The Pir or Sufi Saint in Pakistani Islam

Author: 
Ewing, Katherine Pratt
Year: 
1980

     This study examines the place of the pir in Pakistani Islam in order to discover the range of meanings associated with this concept. It focuses on the problems individual Pakistani Muslims see themselves facing and on how many Pakistani Muslims think pirs can solve these problems. . . . People in various positions in society understand and define their central concerns in different ways, and their ideas of what a pir is and what he can do vary accordingly. Nevertheless, examination of a range of beliefs and practices, from those of fundamentalist reforms to those of unorthodox beggars who reject Islamic law completely, suggests that the authority of the pir which is revealed in the pattern of interaction between pirs and their followers may form a paradigm for relations that is shared by most Pakistanis."

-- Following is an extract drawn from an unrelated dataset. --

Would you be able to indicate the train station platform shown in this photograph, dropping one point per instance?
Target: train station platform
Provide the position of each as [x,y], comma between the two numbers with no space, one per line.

     I briefly summarize the history of sufism. This summary is intended to provide background on the development of a cosmology in which the pir holds a central place as a channel of authority in a spiritual hierarchy with God at its apex. . . . I am particularly concerned here with the emergence in the sufi tradition of a distinction between an 'inner' circle of disciples and an 'outer' circle of lay followers." The next three chapters "discuss various aspects of the personal relationship of the pir with his followers. The focus is on the importance of the pir in everyday life: how the pir mediates family relationships and even the inner states and emotions of the individual in his capacities as spiritual guide and curer. The examination of the pir's relationships with his followers reveals concepts of person and of authority relationships between persons that exist in both the structure of religious symbols and in everyday patterns of behavior." Topics discussed here include "the significance of the pir for the 'outer' circle of lay followers in Pakistan"; "the ways in which the pir treats those followers who come to him with complaints of illness"; and "the use of dreams in the relationship of pirs and their followers." Next, "I examine some of the variations in the significance of the pir for those in different social positions, considering the kinds of authority and power these actors attribute to themselves and to others." The following chapter "deals with variation in the significance of the pir from a rather different perspective. I consider here variations in the beliefs and actions of pirs and their inner circle of disciples." "Finally, . . . I examine some of the conscious efforts that have been made in Pakistan to create new patterns of authority and new responsibilities for the individual. Each of these efforts involves a redefinition or rejection of the pir as a symbol of authority." This includes "a survey of several religious reform movements that have been influential in the Punjab in the recent past" as well as an examination of "government efforts to change the traditional system of pirs and shrines."
     The fieldwork on which this study is based was conducted primarily in Lahore, the major city of Pakistani Punjab, from November 1975 through April 1977.